Según recoge la documentación correspondiente, el enlace directo estaba planteado entre el inicio de la plataforma del AVE Cáceres-Aldea del Cano y la línea convencional junto a Aldea Moret, en un punto situado tras el paso bajo la EX-100 y antes de llegar al puente protegido. Se trata del lugar donde se podía encajar la nueva vía con la menor rectificación posible, para lo que era necesario realizar voladuras para dar salida a un tendido ferroviario construido en trinchera.

El proyecto inicial preveía medidas para la protección y conservación del puente catalogado una vez ejecutada la obra, pero no durante la fase de construcción. Debido a que el desmonte se realiza apenas a cuatro metros de este elemento, se estima que podría verse afectado por las vibraciones generadas por las voladuras, que además deberían ser de pequeño calado y al menos a veinte metros de distancia.

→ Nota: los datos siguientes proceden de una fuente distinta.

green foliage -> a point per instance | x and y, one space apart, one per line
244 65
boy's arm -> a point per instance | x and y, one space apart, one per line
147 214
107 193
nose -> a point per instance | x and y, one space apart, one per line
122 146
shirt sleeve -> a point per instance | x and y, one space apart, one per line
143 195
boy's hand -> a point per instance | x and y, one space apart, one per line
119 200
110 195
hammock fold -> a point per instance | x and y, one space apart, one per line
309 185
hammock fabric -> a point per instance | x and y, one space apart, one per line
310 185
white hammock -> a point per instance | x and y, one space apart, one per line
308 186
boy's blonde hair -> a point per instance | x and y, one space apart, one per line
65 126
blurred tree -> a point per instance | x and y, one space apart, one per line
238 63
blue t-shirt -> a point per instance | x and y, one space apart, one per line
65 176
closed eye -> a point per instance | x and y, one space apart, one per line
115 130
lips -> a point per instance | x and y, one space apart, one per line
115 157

Como solución, se plantea iniciar el ramal unos metros más al norte, antes del cruce de la vía convencional con la EX-100, por tanto aún en el casco urbano de Cáceres. Esto no sólo evita la afección al puente catalogado, que quedará a una distancia de no menos de 50 metros, sino que permite además eliminar una curva y reducir otra, con lo que podrá aumentar la velocidad.

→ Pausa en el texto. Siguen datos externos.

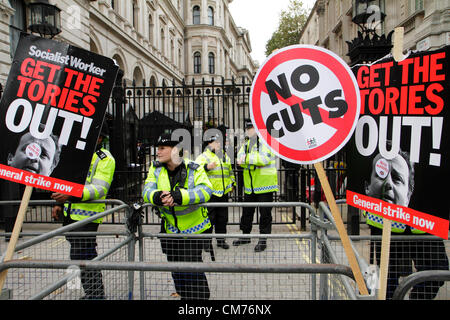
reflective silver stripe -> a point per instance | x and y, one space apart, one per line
151 185
92 188
186 211
101 183
218 176
94 167
200 195
191 196
194 229
157 172
191 179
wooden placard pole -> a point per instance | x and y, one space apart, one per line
16 230
341 229
397 52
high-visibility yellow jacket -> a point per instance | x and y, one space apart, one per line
96 187
396 227
222 176
189 216
260 172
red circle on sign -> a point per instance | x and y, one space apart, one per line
345 125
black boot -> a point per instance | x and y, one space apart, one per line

La revisión obliga a expropiar más terrenos, lo que lleva a reiniciar el procedimiento. A su conclusión, será necesario adaptar el proyecto constructivo. El ramal definitivo, que mejorará las prestaciones de la línea y reducirá el tiempo de viaje, aunque sólo sea unos minutos, no iba a ser una realidad en la fecha prevista de circulación del tren rápido, en 2015. Ahora tampoco parece factible que esté listo para el nuevo objetivo anunciado por el Ministerio de Fomento, en 2020.

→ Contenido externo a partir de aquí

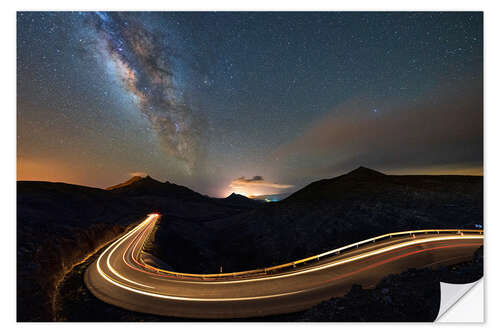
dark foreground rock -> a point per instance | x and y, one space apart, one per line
60 224
322 216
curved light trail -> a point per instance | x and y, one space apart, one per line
120 277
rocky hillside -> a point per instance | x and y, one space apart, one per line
321 216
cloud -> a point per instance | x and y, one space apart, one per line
138 173
441 128
256 181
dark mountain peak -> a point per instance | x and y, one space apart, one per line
234 196
363 172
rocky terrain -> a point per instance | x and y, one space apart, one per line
413 295
324 215
60 224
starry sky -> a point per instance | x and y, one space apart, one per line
247 102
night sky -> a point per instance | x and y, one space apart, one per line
254 103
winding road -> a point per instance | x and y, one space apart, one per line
120 277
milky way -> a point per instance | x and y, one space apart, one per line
204 98
141 60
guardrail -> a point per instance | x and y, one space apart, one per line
314 258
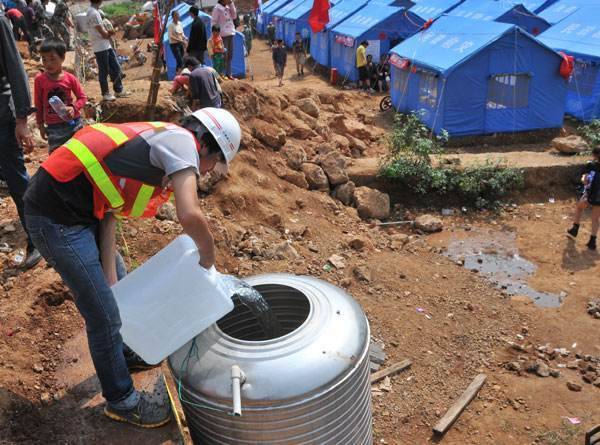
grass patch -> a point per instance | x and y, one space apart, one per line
120 9
409 164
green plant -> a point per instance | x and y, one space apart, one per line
410 164
119 9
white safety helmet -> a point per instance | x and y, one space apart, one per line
223 127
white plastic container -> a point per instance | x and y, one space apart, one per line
169 300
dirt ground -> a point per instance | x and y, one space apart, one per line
451 322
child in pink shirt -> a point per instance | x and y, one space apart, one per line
56 82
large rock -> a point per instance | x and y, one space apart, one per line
344 192
428 223
294 156
268 134
334 166
315 176
570 145
309 106
371 203
343 125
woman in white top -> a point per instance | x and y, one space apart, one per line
223 15
177 40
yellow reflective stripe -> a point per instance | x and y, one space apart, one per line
141 200
115 134
96 172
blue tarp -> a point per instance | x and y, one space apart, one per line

Adif inicia nuevas expropiaciones de un tramo de Mérida

La revisión del ramal sur de Cáceres no es un caso único en la región. La modificación de proyectos, más cuando se trata de obras de tanto calado, es una constante en los trabajos de la línea de alta velocidad en Extremadura. Lo extraordinario es el motivo, un puente protegido que siempre ha estado ahí. Algo parecido sucede con otro tramo para el que se ha iniciado un nuevo procedimiento expropiatorio.

Se trata del tramo San Rafael-Cuarto de la Jara, el primero de los dos que componen la línea del AVE a su paso por Mérida. En su día se retrasaron hasta que se definiera la ubicación de la nueva estación. No son necesarios para el tren rápido, ya que existen ramales provisionales. Pero su construcción permitiría reducir el tiempo de viaje y establecer conexiones directas con Badajoz.

Este tramo salió a concurso en 2014. Se adjudicó, pero no llegó a iniciarse. Ahora se ha modificado el proyecto, por lo que son necesarias nuevas expropiaciones.